The Ister Danúbio, um problema ético

A viagem de 3000 km está quase a terminar. Antes já tinham sido escutados três filósofos centrais do pensamento contemporâneo, os franceses Bernard Stiegler, Jean-Luc Nancy e Philippe Lacoue-Labarthe. É a vez de o cineasta alemão Hans-Jürgen Syberberg tomar a palavra no longo documentário (189 minutos) The Ister (2004). E ouvimos da sua boca que os rios, hoje - neste caso particular, o Danúbio -, já não são um assunto para os artistas: "Nem numa imagem, nem num poema, nada. É só sujidade. Só se pode chorar."Programado por Augusto M. Seabra para a secção Histórias da Europa: Nacionalismos, Identidades e Fronteiras, do DocLisboa, o filme (11, Pequeno Auditório), assinado pelos australianos David Barinson e Daniel Ross, constitui um dos acontecimentos cinematográficos do ano. Ao longo do percurso, o espectador é guiado através de uma série de problemáticas que têm afectado a Mittleuropa nos últimos 60 anos, décadas marcadas por duas guerras. Os temas do documentário, dizem-nos os realizadores, abrangem questões que passam pela "tecnologia, mortalidade, política, guerra e poesia".
O ponto de partida do filme é um seminário do filósofo alemão Martin Heidegger centrado no poema O Istro, de Hölderlin, que teve lugar, em 1942, na Universidade de Friburgo, na Alemanha, no momento em que os nazis lançavam a Solução Final.
A desmontagem do pensamento do autor de O Ser e o Tempo (1927) é uma das linhas centrais deste trabalho. Numa passagem, enquanto a viagem se aproxima do campo de concentração de Mauthausen, a 730 km da nascente do Danúbio, Philippe Lacoue-Labarthe sublinha que Heidegger é merecedor da sua suspeita por ter deixado de evocar apenas a linguagem para passar a tratar a realidade: "Não se pode reduzir a exterminação dos judeus à industrialização da agricultura."

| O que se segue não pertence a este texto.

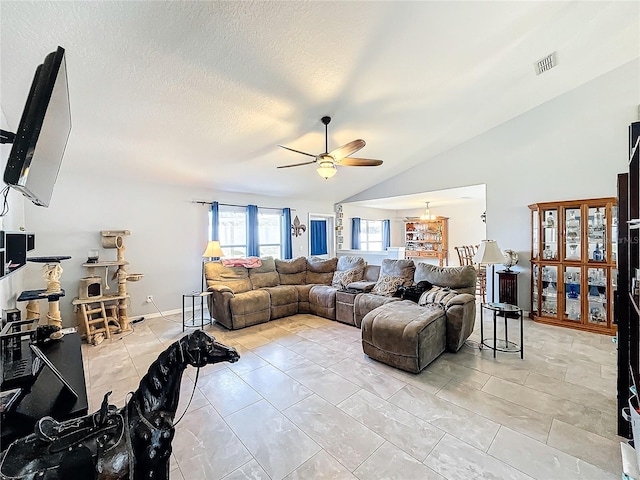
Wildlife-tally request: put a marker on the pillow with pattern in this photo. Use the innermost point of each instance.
(387, 285)
(342, 278)
(440, 295)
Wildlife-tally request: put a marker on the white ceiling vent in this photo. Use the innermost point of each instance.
(547, 63)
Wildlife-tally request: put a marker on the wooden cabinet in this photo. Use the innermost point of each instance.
(427, 239)
(573, 261)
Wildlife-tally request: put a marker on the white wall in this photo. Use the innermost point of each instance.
(168, 234)
(12, 285)
(572, 147)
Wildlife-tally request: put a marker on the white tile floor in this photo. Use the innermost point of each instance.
(304, 402)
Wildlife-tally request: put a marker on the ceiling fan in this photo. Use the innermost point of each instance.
(327, 161)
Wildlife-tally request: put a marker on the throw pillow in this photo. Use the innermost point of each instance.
(440, 295)
(342, 278)
(387, 285)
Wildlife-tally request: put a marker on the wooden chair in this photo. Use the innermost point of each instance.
(465, 256)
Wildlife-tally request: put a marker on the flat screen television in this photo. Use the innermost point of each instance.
(41, 139)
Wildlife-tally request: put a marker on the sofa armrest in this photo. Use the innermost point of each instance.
(363, 286)
(460, 299)
(220, 289)
(461, 318)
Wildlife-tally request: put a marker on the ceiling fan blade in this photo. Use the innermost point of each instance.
(297, 151)
(297, 164)
(346, 150)
(359, 162)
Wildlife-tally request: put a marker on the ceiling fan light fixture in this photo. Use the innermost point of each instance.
(326, 169)
(427, 214)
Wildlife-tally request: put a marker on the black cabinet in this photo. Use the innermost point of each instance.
(628, 305)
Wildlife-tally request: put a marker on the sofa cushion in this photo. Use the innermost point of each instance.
(322, 301)
(350, 261)
(404, 335)
(342, 278)
(440, 295)
(399, 268)
(283, 300)
(292, 272)
(250, 308)
(236, 278)
(320, 271)
(387, 285)
(264, 275)
(462, 279)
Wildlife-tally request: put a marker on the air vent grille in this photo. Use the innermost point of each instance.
(546, 63)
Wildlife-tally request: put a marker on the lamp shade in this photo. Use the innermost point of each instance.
(213, 250)
(488, 253)
(326, 169)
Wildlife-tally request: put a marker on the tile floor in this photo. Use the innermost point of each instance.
(304, 403)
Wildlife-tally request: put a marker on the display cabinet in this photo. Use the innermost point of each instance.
(573, 261)
(427, 239)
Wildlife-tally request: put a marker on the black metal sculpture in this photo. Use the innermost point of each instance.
(133, 442)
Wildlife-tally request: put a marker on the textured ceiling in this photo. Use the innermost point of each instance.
(200, 93)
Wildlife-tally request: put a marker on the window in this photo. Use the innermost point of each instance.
(371, 235)
(270, 232)
(232, 230)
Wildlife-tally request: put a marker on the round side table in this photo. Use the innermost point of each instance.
(496, 344)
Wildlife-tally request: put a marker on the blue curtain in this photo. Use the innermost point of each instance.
(253, 240)
(215, 220)
(318, 237)
(287, 244)
(386, 234)
(355, 233)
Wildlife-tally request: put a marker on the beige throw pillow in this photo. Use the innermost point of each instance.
(387, 285)
(342, 278)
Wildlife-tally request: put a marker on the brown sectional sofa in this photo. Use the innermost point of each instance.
(243, 297)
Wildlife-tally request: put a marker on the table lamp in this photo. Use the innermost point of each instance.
(489, 254)
(212, 251)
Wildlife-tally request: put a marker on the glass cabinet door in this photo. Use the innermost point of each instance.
(597, 234)
(572, 250)
(572, 308)
(535, 297)
(598, 295)
(549, 292)
(550, 234)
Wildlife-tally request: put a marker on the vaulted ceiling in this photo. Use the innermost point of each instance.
(201, 93)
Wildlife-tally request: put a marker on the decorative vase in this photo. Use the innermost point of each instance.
(597, 253)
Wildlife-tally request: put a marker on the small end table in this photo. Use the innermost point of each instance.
(193, 297)
(502, 309)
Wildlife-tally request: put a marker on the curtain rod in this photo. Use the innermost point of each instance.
(234, 205)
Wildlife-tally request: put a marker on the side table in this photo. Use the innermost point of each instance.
(193, 297)
(502, 309)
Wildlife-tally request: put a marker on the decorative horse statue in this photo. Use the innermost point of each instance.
(133, 442)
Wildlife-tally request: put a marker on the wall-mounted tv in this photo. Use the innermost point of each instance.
(41, 139)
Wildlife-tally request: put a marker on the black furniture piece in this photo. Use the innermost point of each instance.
(48, 395)
(499, 345)
(193, 297)
(508, 290)
(627, 315)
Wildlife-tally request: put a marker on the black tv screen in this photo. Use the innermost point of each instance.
(42, 135)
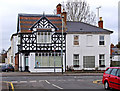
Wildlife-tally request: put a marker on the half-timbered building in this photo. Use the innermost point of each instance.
(40, 43)
(44, 47)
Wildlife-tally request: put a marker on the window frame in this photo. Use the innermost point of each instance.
(100, 40)
(115, 72)
(76, 40)
(42, 37)
(101, 60)
(77, 60)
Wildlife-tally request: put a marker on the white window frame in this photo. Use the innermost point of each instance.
(102, 60)
(76, 40)
(77, 65)
(43, 37)
(89, 40)
(101, 40)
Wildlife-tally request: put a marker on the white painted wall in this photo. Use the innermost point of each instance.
(84, 50)
(116, 58)
(14, 48)
(33, 69)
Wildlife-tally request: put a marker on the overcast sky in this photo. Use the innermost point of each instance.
(9, 10)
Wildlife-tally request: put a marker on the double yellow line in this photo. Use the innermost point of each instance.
(97, 81)
(11, 84)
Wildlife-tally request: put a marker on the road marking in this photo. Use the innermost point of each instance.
(71, 79)
(23, 81)
(14, 81)
(80, 80)
(52, 80)
(57, 86)
(47, 82)
(61, 80)
(41, 80)
(33, 81)
(97, 81)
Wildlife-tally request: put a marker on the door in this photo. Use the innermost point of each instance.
(118, 79)
(16, 62)
(113, 78)
(89, 61)
(26, 63)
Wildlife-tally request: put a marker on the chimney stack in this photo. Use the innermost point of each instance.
(58, 8)
(65, 17)
(100, 23)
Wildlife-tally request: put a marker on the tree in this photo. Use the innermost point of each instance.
(3, 51)
(118, 45)
(79, 10)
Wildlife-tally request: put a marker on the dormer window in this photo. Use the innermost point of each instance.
(43, 37)
(101, 40)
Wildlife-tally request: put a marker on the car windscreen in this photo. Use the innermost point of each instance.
(3, 66)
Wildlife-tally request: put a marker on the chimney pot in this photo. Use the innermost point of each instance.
(100, 23)
(58, 8)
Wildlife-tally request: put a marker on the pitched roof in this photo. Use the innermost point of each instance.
(80, 27)
(26, 21)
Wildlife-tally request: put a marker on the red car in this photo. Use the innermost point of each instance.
(111, 78)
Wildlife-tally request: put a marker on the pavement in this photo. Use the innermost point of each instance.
(6, 74)
(6, 86)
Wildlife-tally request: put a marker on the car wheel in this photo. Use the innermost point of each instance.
(106, 85)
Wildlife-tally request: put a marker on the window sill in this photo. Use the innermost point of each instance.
(47, 67)
(101, 46)
(76, 66)
(102, 66)
(76, 45)
(89, 46)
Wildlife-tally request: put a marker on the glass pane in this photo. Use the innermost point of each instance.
(101, 43)
(76, 43)
(52, 61)
(45, 37)
(101, 37)
(76, 37)
(113, 72)
(108, 71)
(88, 61)
(42, 37)
(38, 61)
(26, 61)
(118, 72)
(44, 61)
(58, 61)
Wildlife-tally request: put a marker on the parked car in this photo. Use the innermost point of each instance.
(7, 67)
(111, 78)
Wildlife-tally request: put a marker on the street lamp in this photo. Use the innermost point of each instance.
(62, 45)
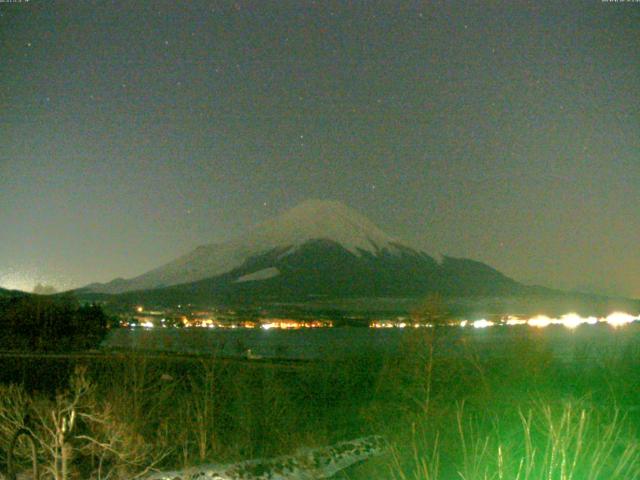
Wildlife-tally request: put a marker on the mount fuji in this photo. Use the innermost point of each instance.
(317, 249)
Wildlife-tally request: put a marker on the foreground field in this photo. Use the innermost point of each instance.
(522, 414)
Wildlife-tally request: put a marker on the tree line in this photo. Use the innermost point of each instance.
(50, 323)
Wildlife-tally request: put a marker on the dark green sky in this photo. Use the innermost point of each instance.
(508, 132)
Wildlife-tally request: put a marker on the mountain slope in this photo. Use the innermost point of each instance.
(314, 219)
(319, 249)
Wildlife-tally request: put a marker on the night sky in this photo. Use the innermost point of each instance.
(507, 132)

O filósofo francês recorda ainda que Heidegger não quis escutar a história dos judeus na Europa. Trata-se aqui de um problema ético: "Infelizmente não é caso único; para ele, esta história não faz história." Antes, durante o trajecto entre Novi Sad e Vukovar, Bernard Stiegler explicava a necessidade de se voltar à mitologia trágica dos Gregos para se tentar perceber a questão da técnica, tal como ela se coloca ao homem do século XXI. E dá os exemplos de Prometeu e de Epimeteu, tal como são narrados por Platão através da boca de Protágoras: "Assim, Prometeu vai roubar o fogo, em outras palavras, a técnica, e também a inteligência de Atena. E o homem será um ser vivo mortal condenado a fabricar próteses. Por outras palavras, ele não tem qualidades..."
A longa viagem, através de vários países, termina com a voz de Heidegger a ler O Istro. Tudo se tinha iniciado há 3000 km, na Roménia, no delta do mar Negro, na Roménia, onde o Danúbio desagua. Na capital, Bucareste, festejava-se a entrada na NATO. George Bush surge num ecrã e os habitantes dançam nas ruas... O.F.